Last week I was invited by Tim Wheeler of BBC 3 Counties to give my views as a Child Therapist on whether parents should stay together for the sake of the children. As a product of parents who stayed together and the aftermath felt by myself and my siblings I believe that it is best that they separate – my mother stayed with my father for our sakes for a period of many years before divorcing and it was awful! It was preferable to be less well off but living in a happier house. I feel its best that they separate – bearing in mind that there is no ideal situation and children are affected in both scenarios. To live with someone who doesn’t love you is soul destroying and lowers self esteem plus the other side of the coin, being the cause of pain and having to continually witness this happening to someone you were previously close to isn’t a great position to be in either.
The separation affords everyone space and time to develop and grow in their own time and way, eventually leading to a happier, calmer and safe environment for the children to develop in. Children living in a bad atmosphere day in and day out absorb the tension and unhappiness and also get a warped view of relationships which has a long lasting effect. Everyone deserves to be happy and when the parents separate the atmosphere in the home changes usually for the better and this also filters through to the children who eventually come to terms with the situation. I was surprised that even adult children feel the after effects of divorce – my marriage broke up after thirty odd years and this changed my children’s views on marriage and trust.
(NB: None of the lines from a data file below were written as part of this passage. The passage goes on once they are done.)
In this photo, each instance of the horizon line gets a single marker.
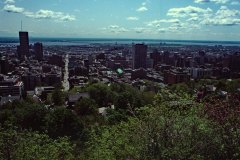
(108, 38)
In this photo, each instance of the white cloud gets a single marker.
(235, 2)
(142, 9)
(224, 16)
(41, 14)
(9, 1)
(142, 30)
(156, 23)
(115, 29)
(13, 8)
(48, 14)
(132, 18)
(188, 11)
(214, 1)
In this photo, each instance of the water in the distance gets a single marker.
(85, 41)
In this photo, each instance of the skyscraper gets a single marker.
(23, 49)
(38, 49)
(139, 56)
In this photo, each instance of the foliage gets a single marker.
(58, 97)
(32, 145)
(62, 122)
(163, 131)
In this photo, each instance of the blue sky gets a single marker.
(151, 19)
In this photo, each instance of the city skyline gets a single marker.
(150, 19)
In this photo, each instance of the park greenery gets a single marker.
(168, 124)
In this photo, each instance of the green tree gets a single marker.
(32, 145)
(58, 97)
(63, 122)
(86, 106)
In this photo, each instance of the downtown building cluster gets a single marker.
(30, 70)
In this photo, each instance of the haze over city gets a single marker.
(151, 19)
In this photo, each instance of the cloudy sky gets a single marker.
(151, 19)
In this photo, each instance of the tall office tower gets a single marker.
(139, 56)
(23, 49)
(38, 49)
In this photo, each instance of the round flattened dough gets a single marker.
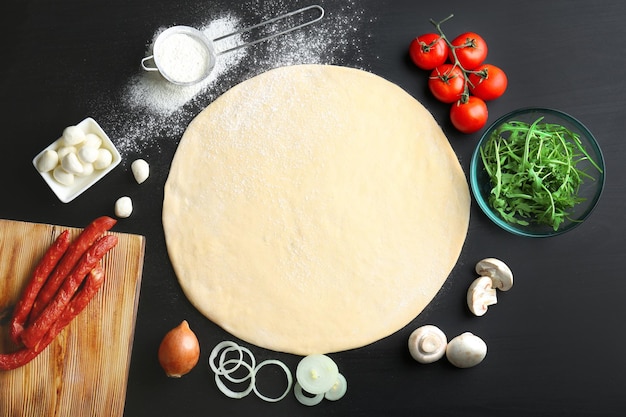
(314, 209)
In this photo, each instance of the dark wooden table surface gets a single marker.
(556, 340)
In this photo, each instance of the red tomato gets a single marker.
(447, 83)
(487, 82)
(428, 51)
(470, 50)
(470, 116)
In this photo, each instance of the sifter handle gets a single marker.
(275, 19)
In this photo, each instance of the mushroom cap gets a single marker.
(480, 295)
(427, 344)
(466, 350)
(498, 271)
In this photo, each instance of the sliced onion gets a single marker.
(316, 374)
(305, 399)
(218, 369)
(287, 373)
(338, 389)
(236, 394)
(228, 371)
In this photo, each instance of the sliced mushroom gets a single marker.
(498, 271)
(427, 344)
(466, 350)
(481, 295)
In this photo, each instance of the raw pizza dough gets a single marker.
(314, 209)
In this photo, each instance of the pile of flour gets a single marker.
(152, 110)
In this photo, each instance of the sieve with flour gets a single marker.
(184, 55)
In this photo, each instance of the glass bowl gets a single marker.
(526, 190)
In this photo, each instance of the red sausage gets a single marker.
(35, 330)
(84, 241)
(83, 296)
(42, 271)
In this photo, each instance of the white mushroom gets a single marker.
(481, 295)
(427, 344)
(498, 271)
(466, 350)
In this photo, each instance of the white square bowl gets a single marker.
(67, 193)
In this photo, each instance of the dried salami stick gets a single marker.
(35, 330)
(83, 296)
(84, 240)
(45, 267)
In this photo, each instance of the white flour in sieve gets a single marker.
(151, 112)
(183, 58)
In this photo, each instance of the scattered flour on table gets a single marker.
(152, 111)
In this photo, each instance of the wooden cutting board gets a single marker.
(84, 372)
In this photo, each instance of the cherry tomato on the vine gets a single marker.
(447, 83)
(469, 116)
(470, 49)
(428, 51)
(487, 82)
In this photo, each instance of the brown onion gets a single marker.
(179, 351)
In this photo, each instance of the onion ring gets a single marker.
(236, 394)
(287, 373)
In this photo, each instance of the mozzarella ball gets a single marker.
(87, 170)
(141, 170)
(88, 154)
(123, 207)
(73, 135)
(92, 139)
(104, 159)
(64, 150)
(62, 176)
(48, 161)
(71, 164)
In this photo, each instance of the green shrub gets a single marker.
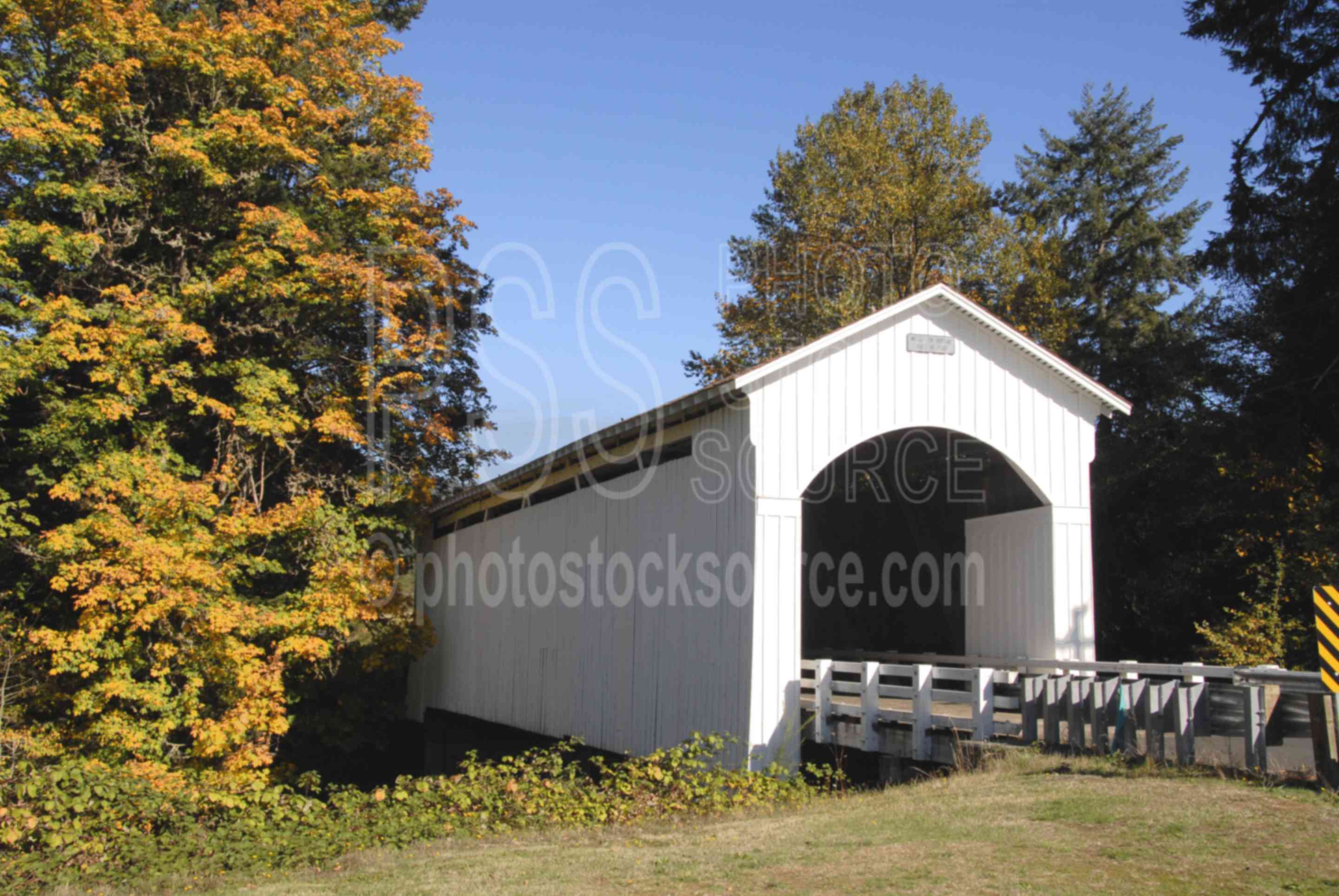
(80, 822)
I believe given the right support children can adapt. There are three important things to do IF you decide to divorce – remember that children often feel that is it something they have done or could have done so when you tell them about the divorce, reassure them that it was nothing they had done or there was nothing they could have done more to prevent it. The children also need to know how much they are loved by both parents, even though they will only be living with one of them plus they need regular contact with the non resident parent where possible (obviously in some circumstances it’s best having no contact). Finally always refrain from saying negative things about the ex partner in front of them – children will find out the ‘reality’ of both parents as they grow up and form their own opinions and quite often the parent who says bad things will find that this backfires and the children then have negative feelings towards them. If parents can remain amicable towards each other it means that important family events can be attended by both parties with civility and the children feel better as they don’t have to make a choice of who will attend, this sets a wonderful example to the children on how people can part but remain polite or even friendly towards one another.
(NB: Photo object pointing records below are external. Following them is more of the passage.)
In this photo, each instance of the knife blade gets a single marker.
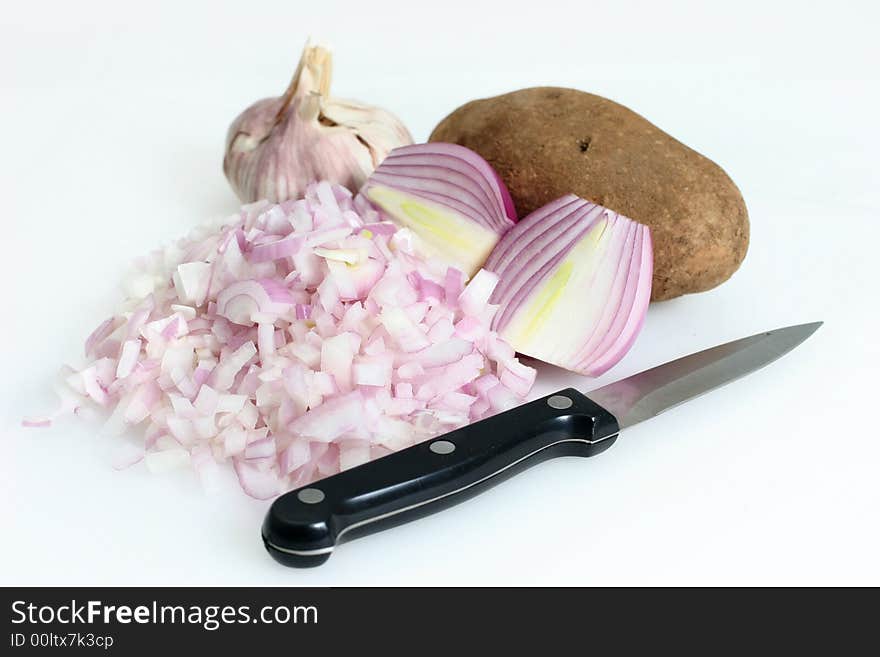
(303, 527)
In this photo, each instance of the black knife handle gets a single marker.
(304, 525)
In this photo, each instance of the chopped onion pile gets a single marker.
(448, 196)
(295, 341)
(575, 284)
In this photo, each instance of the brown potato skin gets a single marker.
(545, 142)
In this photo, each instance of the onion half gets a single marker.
(575, 282)
(448, 197)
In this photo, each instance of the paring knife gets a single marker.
(304, 526)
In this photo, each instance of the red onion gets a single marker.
(293, 340)
(575, 282)
(450, 198)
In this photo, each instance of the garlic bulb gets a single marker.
(277, 146)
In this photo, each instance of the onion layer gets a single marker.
(575, 282)
(448, 197)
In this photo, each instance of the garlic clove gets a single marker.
(277, 146)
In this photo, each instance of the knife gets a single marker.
(303, 527)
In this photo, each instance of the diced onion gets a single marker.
(295, 340)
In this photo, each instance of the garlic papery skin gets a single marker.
(277, 146)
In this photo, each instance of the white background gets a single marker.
(113, 120)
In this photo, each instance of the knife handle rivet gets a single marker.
(559, 402)
(310, 495)
(442, 447)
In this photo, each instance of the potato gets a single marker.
(546, 141)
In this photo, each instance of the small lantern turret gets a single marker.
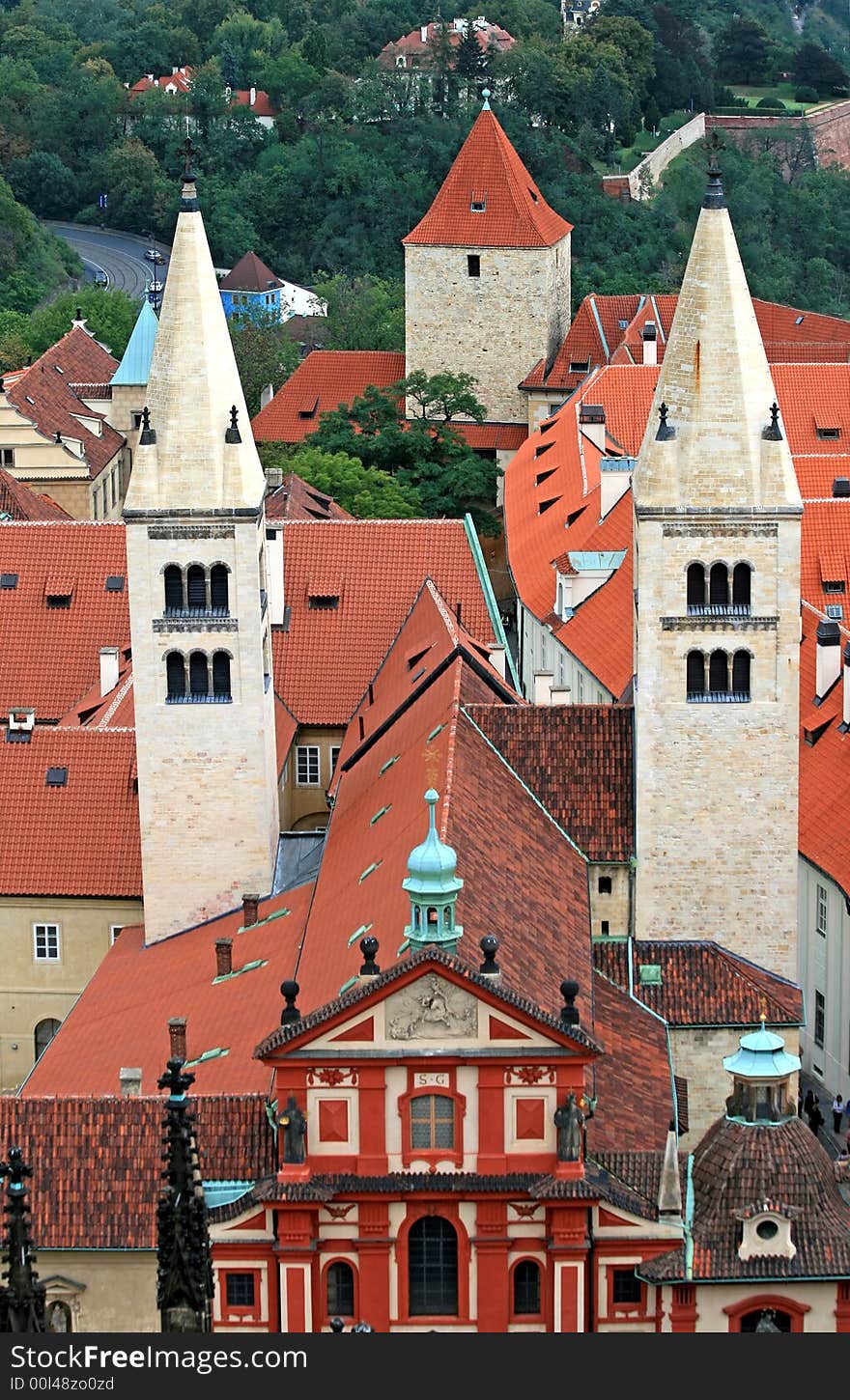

I also aired a rather different idea – that maybe as we renew other licences on an annual basis that if we renewed our marriage licences annually this would make couples less complacent and take more care of each other focussing on more of the positive things. The renewal day could be spent celebrating the past and looking forward to the following year doing whatever constitutes a celebration for them and if a couple choose not to renew the licence they can also have closure in a way that suits them without having to go through the ordeal of a divorce. Food for though eh!!
On a final note if you are finding it difficult to cope with the situation then get professional help, after all you get your car MOT’d and serviced, your teeth & hair taken care of by professionals and some of you also go to the gym or participate in sports which is looking after your physical body and appearance, so why not look after the emotional and mental aspect of yourself . There are many different types of healers and therapists out there and one of them will suit you!